La sortie des cadres
Pierre Perroteau, lui, ne se faisait jamais piquer. Il manipulait un petit soufflet, ( catalogue Manufrance !) une toile de jute s'y consumait lentement , rougeoyant, dégageant une fumée jaunâtre, âcre. Le "Gros Pierre", ( rien ne justifiait ce sobriquet, mais peut-être qu'il l'avait mérité un jour ?) Le "Gros Pierre dirigeait le jet de fumée vers l'entrée de la ruche. Il en soulevait le toit , enfumait les rayons de la hausse. Il ôtait les cadres et les déposait dans une cantine militaire réservée à cet usage. Il la refermait. Les insectes semblaient engourdis et ceux qui revenaient des champs, les pattes chargées de pollen, se tenaient à distance. Examen de la ruche : Pas d'araignées rouges ( cela vous détruit toute une ruche, les araignées rouges ! ) Du propolis bien réparti ... On replaçait la hausse vide, on lui remettait son toit. On emportait la cantine et ses rayons de miel. On reviendrait plus tard pour replacer les cadres lorsqu'ils seraient vides.
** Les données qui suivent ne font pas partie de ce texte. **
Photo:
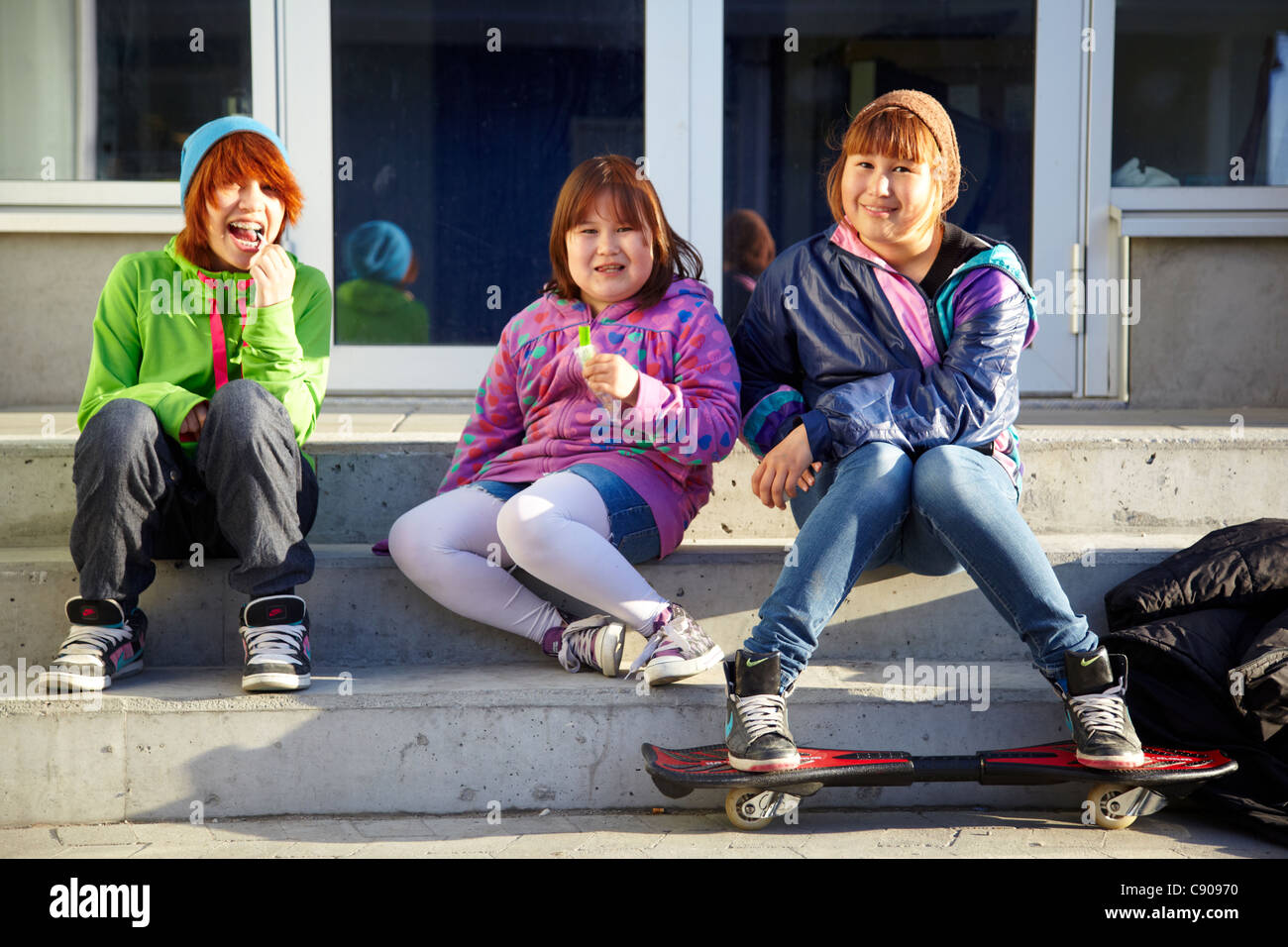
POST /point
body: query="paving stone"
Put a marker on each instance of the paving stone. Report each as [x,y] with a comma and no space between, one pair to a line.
[410,827]
[37,841]
[99,851]
[171,832]
[393,849]
[117,834]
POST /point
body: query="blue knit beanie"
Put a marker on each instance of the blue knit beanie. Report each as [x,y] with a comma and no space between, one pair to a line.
[200,141]
[377,250]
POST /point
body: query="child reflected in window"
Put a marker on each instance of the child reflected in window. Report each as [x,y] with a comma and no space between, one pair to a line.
[375,307]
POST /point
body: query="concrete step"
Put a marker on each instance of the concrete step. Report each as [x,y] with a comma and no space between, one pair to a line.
[443,740]
[1089,471]
[365,612]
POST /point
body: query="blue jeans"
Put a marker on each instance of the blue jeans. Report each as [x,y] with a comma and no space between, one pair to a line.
[631,527]
[952,506]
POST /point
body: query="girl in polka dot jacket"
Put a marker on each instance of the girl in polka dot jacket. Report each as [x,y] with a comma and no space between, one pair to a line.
[584,459]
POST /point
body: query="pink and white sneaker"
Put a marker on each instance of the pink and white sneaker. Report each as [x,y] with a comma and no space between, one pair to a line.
[593,642]
[101,646]
[677,650]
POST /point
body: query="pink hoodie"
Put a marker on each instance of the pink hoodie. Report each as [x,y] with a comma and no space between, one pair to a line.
[535,415]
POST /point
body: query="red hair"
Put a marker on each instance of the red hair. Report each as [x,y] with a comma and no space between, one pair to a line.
[635,202]
[894,133]
[233,159]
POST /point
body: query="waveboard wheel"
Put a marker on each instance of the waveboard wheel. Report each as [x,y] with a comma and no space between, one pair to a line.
[1103,804]
[734,800]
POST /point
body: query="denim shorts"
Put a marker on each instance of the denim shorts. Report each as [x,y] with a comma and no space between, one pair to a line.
[631,527]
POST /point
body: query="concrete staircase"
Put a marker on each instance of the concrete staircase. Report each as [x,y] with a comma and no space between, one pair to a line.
[416,710]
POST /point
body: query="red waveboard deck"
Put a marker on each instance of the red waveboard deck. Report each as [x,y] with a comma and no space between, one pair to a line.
[678,772]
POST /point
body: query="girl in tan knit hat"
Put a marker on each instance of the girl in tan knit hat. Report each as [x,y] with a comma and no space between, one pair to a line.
[879,385]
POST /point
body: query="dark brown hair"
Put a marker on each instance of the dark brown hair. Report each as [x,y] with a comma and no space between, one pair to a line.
[893,133]
[635,202]
[233,159]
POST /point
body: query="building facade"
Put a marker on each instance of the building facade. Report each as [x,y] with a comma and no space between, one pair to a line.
[1134,153]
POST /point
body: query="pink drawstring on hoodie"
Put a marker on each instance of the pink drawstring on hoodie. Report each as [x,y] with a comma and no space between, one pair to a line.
[217,328]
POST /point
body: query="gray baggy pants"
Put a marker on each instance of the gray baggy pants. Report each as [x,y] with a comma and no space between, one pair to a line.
[249,496]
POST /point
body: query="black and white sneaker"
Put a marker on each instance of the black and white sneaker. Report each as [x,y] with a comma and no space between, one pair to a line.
[1096,684]
[756,732]
[101,646]
[275,642]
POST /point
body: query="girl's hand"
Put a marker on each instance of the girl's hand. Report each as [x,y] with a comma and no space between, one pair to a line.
[612,376]
[194,421]
[273,274]
[787,468]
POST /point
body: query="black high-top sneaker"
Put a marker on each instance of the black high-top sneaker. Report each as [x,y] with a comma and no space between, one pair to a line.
[101,646]
[1096,684]
[756,732]
[275,641]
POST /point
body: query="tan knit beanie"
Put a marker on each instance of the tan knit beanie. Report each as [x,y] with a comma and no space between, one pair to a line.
[927,108]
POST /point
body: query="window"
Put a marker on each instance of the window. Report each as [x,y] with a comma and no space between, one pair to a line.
[459,124]
[1201,93]
[108,90]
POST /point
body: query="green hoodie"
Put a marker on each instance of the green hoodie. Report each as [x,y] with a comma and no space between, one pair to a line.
[153,342]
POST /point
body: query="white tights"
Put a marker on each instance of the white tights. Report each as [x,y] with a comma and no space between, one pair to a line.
[459,547]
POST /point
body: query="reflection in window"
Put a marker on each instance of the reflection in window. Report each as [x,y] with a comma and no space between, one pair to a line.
[459,124]
[108,90]
[797,72]
[1201,93]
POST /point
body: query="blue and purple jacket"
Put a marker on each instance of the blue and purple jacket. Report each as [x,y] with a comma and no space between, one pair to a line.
[837,341]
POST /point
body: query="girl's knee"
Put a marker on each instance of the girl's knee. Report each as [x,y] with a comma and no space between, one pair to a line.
[943,470]
[523,523]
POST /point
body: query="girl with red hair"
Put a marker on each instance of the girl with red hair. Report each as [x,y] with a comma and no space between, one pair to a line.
[206,376]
L'extraction du miel avait lieu à Saint-Georges, chez le
"Gros Pierre" : Vaste maison bourgeoise, l'une des plus vastes
du bourg. Le père de Pierre Perroteau avait été percepteur, je crois. Je me
souviens d'une grande cuisine, d'une large cheminée devant laquelle il y avait
un tourne-broche à mécanisme d'horlogerie ... Curieuse impression de fin
d'époque et de fin de race ...
LA CENTRIFUGEUSE
Le "Gros Pierre" ne s'était jamais marié. Il n'avait jamais travaillé non plus. Il avait vivoté au rythme des ventes de morceaux de terrains qui avaient constitué son patrimoine. La table, dans la cuisine, était en permanence encombrée de papiers gras et de reliefs de repas. Dans la pièce attenante, là où se trouvait l'extracteur à miel, le plafond à demi écroulé, victime des termites, laissait passer les pieds d'un lit de fer forgé. Il y avait une accumulation d'articles de pêche et de meubles déglingués. De l'autre côté, il y avait une grande salle à manger qui n'était plus utilisée depuis longtemps ... Longue table, chaises droites. Il y avait un tapis de poussière sur les meubles. Aux murs étaient accrochés des cadres aux vitres bombées, ne contenant plus que des petits tas de plumes là où il y avait eu des oiseaux naturalisés. . J'ai connu la mère de Pierre Perroteau, elle était Créole. Énigmatique personne, faisant un peu le ménage de son fils, passant les après-midi au soleil, assise devant sa porte, dans un fauteuil de bois au dossier paillé. Le teint de Pierre Perroteau, terreux et gris avait conservé quelque chose de ses origines mêlées. La famille avait fait fortune aux Antilles autrefois ... Une fortune dont il ne restait rien. Mais j'ai vu le "Gros Pierre" surveiller les foins et les battages dans des fermes qui ne lui appartenaient plus.